Este nuevo panorama reorganizará los equilibrios de afinidades e intereses comunes. Deja en una incómoda situación a Gobiernos como los de Venezuela y, en menor medida, Argentina; y obliga a replantear su papel en la región a Brasil. En cualquier caso se puede afirmar que la de Panamá está muy lejos de ser solo una cumbre protocolaria.
El País
La cumbre de las Américas ha escenificado la nueva realidad a la que se asoma Latinoamérica, donde por un lado se confirma el fin de situaciones heredadas del siglo pasado —con el deshielo entre Washington y La Habana como mejor ejemplo— y por otro se plantean los desafíos que esto supondrá no sólo para las naciones americanas sino para otros países de fuera del continente pero con fuertes intereses en la región, entre ellos China y España. El nuevo tablero geoestratégico que se está dibujando en la cumbre de Panamá demanda un esfuerzo por parte del Gobierno y del mundo económico españoles para no permitir que España quede relegada en un momento clave que definirá el futuro en Latinoamérica.

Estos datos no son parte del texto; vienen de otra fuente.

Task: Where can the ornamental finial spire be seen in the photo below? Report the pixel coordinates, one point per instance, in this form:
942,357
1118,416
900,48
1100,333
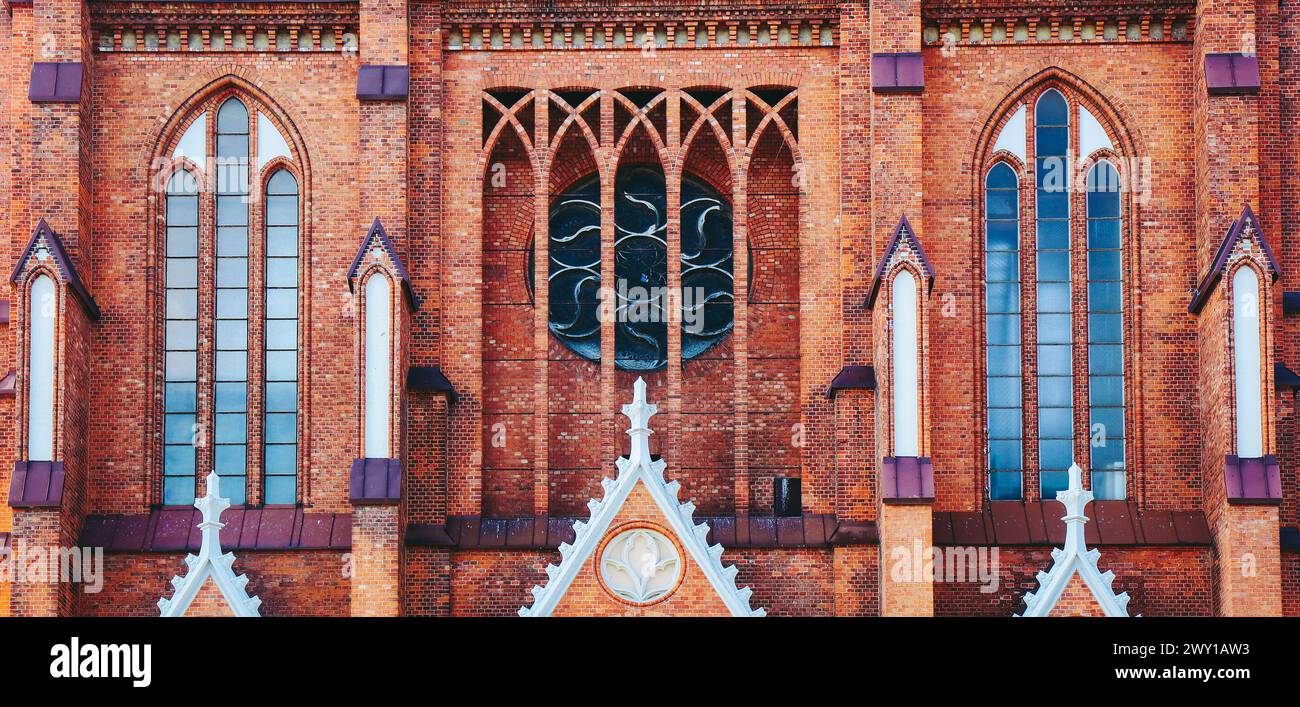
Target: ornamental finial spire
638,413
1075,499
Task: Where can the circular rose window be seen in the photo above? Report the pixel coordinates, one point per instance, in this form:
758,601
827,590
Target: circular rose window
640,565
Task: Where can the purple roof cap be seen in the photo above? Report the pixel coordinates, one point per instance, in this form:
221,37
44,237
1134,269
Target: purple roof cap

Por primera vez desde hace años, este encuentro ha servido para mostrar el papel predominante de Estados Unidos en el hemisferio y además de una manera que, también por vez primera, no despierta un coro de protestas y advertencias en contra. El giro dado por Barack Obama con el restablecimiento del diálogo con Cuba como base constata que Estados Unidos ha dejado de centrarse en Europa —esto ya quedó meridianamente claro cuando Washington declaró su interés estratégico en Asia-Pacífico— y que, empujado además por la impredecible volatilidad de la situación de Oriente Próximo, ha puesto sus miras en Latinoamérica. Lo ha hecho de una manera efectiva, muy alejada del intervencionismo tradicional que le ha costado un rechazo general en amplios sectores de las sociedades de continente.
Obama ha llegado a Panamá con una política de hechos y ofertas muy difíciles de rebatir para quienes se han quedado instalados en una obsoleta retórica antiestadounidense. Washington ha sabido identificar las prioridades de Gobiernos y sociedades de amplias zonas del hemisferio, especialmente en materia energética y de seguridad ciudadana. En un momento en el que los países de Centroamérica y el Caribe están muy preocupados por cómo puede afectar la inestabilidad venezolana al suministro de petróleo, Obama se ha presentado como un socio seguro en la implementación de energías limpias, desplazando de este modo además a Brasil, donde ya quedan lejos los días en los que Lula intentó liderar la revolución del biocombustible en toda América. Además, en paralelo, el mandatario estadounidense ha anunciado un paquete de inversiones por valor de 1.000 millones de dólares en Centroamérica para aumentar la seguridad en la vida cotidiana y rebajar así un potente factor de emigración.
Este nuevo panorama reorganizará los equilibrios de afinidades e intereses comunes. Deja en una incómoda situación a Gobiernos como los de Venezuela y, en menor medida, Argentina; y obliga a replantear su papel en la región a Brasil. En cualquier caso se puede afirmar que la de Panamá está muy lejos de ser solo una cumbre protocolaria.